Das ist auf dauer etwas nervig vor jedem mal verwenden Akkus rein und nach der Stunde wieder raus. Deshalb will ich wissen ob einer eine Idee hat was damit los ist.

btw Mir ist das Ding auch mal runtergefallen, eine Batterie ist drin ausgelaufen und dort wurde auch schon reingeschaucht aber nichts gefunden.
Also keine Garantie mehr drauf, aber dafür wäre er eh schon etwas als.


----------



## Fexzz (30. April 2012)

Das ist ein ganz häufiges Problem, auch wenn ich bisher mit meinem TI Voyage Glück hatte. Das Problem ist, dass der TI Voyage einen Schalter hat, dessen Wiederstand wohl mit dem Alter immer geringer wird -> dadurch wird der sogenannte "Abschaltstorm" größer (kleiner Wiederstand bei gleichbleibender Spannung -> mehr Strom).

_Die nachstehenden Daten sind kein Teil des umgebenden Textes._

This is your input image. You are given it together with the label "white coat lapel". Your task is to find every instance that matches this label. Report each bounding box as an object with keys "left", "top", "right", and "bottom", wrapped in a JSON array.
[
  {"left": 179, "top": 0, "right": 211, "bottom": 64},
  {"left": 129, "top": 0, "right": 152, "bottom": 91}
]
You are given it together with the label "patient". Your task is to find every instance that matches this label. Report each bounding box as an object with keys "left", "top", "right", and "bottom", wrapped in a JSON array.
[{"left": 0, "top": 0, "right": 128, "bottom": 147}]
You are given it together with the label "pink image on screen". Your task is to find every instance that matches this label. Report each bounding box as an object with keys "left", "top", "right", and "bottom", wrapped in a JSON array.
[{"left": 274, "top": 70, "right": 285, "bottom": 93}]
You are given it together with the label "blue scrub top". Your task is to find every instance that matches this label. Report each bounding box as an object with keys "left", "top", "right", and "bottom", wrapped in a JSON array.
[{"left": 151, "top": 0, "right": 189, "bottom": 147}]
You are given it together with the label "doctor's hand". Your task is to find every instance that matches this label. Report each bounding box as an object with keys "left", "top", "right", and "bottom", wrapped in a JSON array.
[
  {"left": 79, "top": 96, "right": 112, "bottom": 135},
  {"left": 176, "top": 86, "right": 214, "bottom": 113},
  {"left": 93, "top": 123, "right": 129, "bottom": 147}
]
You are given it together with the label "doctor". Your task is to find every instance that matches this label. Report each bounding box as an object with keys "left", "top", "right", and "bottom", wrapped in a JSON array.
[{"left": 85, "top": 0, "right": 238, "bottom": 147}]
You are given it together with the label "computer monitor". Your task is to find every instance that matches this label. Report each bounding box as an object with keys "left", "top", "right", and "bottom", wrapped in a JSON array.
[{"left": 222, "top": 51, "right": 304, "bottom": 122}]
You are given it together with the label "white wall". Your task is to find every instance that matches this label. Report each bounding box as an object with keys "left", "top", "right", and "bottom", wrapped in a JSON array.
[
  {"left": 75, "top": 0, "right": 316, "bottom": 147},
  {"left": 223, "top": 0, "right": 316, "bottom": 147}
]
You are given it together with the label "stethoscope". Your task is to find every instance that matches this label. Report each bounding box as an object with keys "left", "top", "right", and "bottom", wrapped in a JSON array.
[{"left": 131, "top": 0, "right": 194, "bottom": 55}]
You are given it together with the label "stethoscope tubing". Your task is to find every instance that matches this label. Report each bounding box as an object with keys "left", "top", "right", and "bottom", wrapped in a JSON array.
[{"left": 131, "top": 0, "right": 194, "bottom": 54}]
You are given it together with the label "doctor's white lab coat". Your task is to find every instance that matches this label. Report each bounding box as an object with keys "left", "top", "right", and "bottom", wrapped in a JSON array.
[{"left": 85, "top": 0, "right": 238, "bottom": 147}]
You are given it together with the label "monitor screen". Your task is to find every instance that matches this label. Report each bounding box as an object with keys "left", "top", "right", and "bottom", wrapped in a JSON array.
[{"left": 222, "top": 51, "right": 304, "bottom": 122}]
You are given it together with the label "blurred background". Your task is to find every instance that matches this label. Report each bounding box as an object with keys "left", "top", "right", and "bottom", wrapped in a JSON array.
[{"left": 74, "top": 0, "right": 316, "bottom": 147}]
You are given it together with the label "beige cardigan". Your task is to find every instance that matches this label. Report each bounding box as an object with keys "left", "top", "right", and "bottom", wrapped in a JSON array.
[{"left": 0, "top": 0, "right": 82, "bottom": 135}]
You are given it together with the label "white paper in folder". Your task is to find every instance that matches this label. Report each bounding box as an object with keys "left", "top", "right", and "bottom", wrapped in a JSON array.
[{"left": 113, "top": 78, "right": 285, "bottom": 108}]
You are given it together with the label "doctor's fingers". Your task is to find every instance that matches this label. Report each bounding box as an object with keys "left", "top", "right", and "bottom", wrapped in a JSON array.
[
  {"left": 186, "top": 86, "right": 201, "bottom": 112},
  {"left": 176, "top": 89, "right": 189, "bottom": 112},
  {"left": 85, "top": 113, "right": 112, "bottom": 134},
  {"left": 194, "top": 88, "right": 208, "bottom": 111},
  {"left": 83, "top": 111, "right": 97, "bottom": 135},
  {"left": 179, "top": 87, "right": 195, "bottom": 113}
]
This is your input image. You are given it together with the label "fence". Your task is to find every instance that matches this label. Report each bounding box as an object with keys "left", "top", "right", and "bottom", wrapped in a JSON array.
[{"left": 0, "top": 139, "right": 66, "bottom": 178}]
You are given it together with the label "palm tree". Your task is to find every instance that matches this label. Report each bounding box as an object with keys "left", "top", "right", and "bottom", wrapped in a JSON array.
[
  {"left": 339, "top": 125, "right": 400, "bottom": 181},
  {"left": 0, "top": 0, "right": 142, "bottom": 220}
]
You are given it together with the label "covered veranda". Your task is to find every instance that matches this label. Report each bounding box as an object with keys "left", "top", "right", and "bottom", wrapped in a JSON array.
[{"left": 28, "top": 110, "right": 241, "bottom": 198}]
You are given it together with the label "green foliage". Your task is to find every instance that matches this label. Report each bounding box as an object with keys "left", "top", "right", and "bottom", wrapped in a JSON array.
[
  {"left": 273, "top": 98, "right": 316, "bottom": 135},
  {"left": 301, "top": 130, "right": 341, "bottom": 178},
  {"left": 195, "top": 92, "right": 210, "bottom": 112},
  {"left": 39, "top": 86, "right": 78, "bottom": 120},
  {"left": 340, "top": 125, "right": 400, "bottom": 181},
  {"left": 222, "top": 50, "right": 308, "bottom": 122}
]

Entgegenwirken kann man dem ganzen Wohl nur, indem man nach Ausschalten die Batterien entfernt.

Das ganzte hab ich übrigens aus einem Forum (mobifiles.bytefox.de • Thema anzeigen - Voyage 200 verbraucht Batterien in kürzester Zeit) nach meinem ersten Versuch bei google gefunden ;p

Eventuell ist der Widerstand bei dir beschädigt, da du ja selbst gesagt hast, er sei runtergefallen. Denn leere Batterien nach nur einem Tag ist schon sehr krass.

Grüße


----------



## turbosnake (30. April 2012)

Der Anschluss ist bei mir aber golden und dazu hatte ich danach auch schon gesucht ist aber schon etwas her.

Und dazu müsste unserem Lehrer das Problem bekannt sein, der macht an den Dinger häufiger rum.


----------



## Fexzz (30. April 2012)

Also in meinem damaligen Jahrgang hatten ebenfalls zig Leute das Problem, allerdings hatte ich mir dazu keine näheren Gedanken gemacht. Dass der Rechner von seinen Komponenten her nicht grade hochwertig ist,
sollte einem klar sein. ( Wir hatten von 130 Geräten, die unser Jahrgang geholt hatte über 20 defekte innerhalb der Garantiezeit.)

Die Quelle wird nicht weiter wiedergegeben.